By Khaled Neimat - Feb 15,2014 - Last updated at Feb 15,2014

AMMAN — The House-based Mubadara (initiative) is expected to evolve into a national platform after it overcame its first shock last week, when its leader MP Mustafa Hamarneh engaged in a confrontation with another lawmaker deemed a tribal icon last week.

The heated verbal exchanges between Hamarneh (Madaba, 1st District) and Deputy Abdul Karim Dughmi (Mafraq) and his supporters came on the backdrop of comments made by the former over tribalism. In recent remarks, the renowned scholar who advocates bold moves towards a civil state called for a political framework that engages all Jordanians; otherwise, tribes might evolve into “unarmed militias”.

His comments were taken as an attack on tribes, an interpretation that he dismissed, explaining that when he spoke on the issue, he was not attacking, nor defending, tribes, but speaking on the need to move towards establishing a civil state that involves all citizens.

Last week’s showdown was seen by observers as a shift in the status quo, pitting modernists against the old guard with established interests.

Mubadara will likely go through a “calmer” phase in the next weeks, analyst and Al Ghad daily columnist Fahed Kheitan told The Jordan Times on Saturday.

Mubadara needs to expand further by joining forces with other initiatives and active political groups, he said.

Kheitan cited the National Initiative for Building, better known as “Zamzam”, led by prominent Islamists and members of the Muslim Brotherhood movement as a potential ally of Mubadara, along with youth movements “who must be willing to support Mubadara’s tenets”.

Columnist at Ad Dustour Maher Abu Teir expected a similar scenario, noting that there are certain powers who do not want to cause any “internal disturbances” at this stage.
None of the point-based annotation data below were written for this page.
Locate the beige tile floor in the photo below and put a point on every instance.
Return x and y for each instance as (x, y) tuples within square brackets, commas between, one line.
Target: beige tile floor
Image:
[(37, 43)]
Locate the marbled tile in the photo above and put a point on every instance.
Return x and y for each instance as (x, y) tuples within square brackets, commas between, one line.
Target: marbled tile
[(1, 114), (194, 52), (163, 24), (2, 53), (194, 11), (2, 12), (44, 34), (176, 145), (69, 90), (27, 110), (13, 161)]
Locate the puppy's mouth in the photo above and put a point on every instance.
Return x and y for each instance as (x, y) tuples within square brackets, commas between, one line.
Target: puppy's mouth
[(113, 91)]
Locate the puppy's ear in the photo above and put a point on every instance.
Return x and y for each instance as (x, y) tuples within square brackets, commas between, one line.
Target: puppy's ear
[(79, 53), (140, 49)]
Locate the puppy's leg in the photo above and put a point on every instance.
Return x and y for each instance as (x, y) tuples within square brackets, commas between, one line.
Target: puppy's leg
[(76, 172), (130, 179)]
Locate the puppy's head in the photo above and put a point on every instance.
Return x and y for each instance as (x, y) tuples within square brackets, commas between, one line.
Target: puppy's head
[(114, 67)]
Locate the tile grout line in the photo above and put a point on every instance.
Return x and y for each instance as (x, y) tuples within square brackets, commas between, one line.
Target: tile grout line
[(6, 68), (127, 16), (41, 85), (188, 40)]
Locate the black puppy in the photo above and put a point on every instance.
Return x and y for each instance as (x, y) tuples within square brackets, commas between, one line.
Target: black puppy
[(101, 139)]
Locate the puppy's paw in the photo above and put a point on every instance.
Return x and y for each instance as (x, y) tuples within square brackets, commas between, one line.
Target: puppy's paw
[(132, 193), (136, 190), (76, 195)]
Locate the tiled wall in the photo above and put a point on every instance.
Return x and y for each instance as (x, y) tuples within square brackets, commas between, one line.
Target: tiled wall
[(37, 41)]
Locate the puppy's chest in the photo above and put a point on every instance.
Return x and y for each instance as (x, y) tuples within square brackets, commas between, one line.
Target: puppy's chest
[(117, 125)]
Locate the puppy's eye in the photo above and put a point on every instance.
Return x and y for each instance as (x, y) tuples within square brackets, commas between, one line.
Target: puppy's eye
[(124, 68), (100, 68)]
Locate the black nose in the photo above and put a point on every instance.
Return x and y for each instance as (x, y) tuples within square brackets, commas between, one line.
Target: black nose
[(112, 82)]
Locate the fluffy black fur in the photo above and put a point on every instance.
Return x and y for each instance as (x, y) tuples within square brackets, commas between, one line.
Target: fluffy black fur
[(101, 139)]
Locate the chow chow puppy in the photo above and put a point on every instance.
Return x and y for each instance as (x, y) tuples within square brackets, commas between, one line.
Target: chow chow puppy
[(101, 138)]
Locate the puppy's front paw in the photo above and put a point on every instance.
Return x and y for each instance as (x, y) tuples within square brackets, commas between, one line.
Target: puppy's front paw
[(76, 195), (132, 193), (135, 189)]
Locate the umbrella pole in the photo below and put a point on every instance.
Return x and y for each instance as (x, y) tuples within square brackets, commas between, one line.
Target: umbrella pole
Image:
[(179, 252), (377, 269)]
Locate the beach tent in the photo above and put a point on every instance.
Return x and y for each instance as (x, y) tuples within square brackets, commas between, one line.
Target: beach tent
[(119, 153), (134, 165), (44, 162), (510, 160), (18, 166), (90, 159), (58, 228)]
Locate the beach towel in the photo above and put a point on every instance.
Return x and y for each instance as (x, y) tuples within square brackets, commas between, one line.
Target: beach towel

Hence, he added, Mubadara will have space to develop further and mature.

The initiative has engaged with the government in efforts to find solutions to deep-rooted problems, including human rights and education.

The group, which has attracted over 20 members in the 150-strong House, has agreed with the government to grant husbands and children of Jordanian women married to non-Jordanians full civil rights. The move triggered criticism among tribal figures and other critics, who charged that it constitutes a prelude to settling Palestinian refugees permanently in Jordan.

Most recently, former Lower House speaker and veteran MP Saad Hayel Srour joined the group. He is expected to give Mubadara more weight on the political scene in the country.

Leading analysts agreed that with the emergence of Mubadara and its critics, the political scene is witnessing a transformation within the tribes in Jordan, as a new generation of tribesmen is trying to find its way up and replace the “old guard” who have been benefiting from their leading status in the tribes for decades.

Kheitan said tribal elites’ move against Mubadara is not because their concern is the tribal system or their fear that their tribes would lose ground to a new system. “They only want to protect their own interests.”

Mohammed Abu Rumman, a political analyst at the University of Jordan’s Centre for Strategic Studies, said the tribes have changed a lot and a new breed of leaders is evolving.

“There are now young tribesmen who are educated and have the potential to lead; therefore, they will inevitably compete with the old leaders,” said Abu Rumman, who also contributes a daily column to Al Ghad.

This new generation is open to Hamarneh’s ideas and has no problems with issues like civil rights, he added.

They also reject the “stereotype” about their roles as tribesmen, who are perceived by some as bandits manipulated by certain powers to prevent the state from taking steps to change the demographic map of the country.

This concern expressed by conservatives and others has come on the backdrop of ongoing efforts by US Secretary of State John Kerry to work out a framework peace deal between the Palestinians and the Israelis and impose it on all stakeholders.

Abu Rumman said Kerry’s leaked suggestions to resolve the issue of refugees “is a nightmare for East Bank Jordanians as well as Jordanians of Palestinian origin”.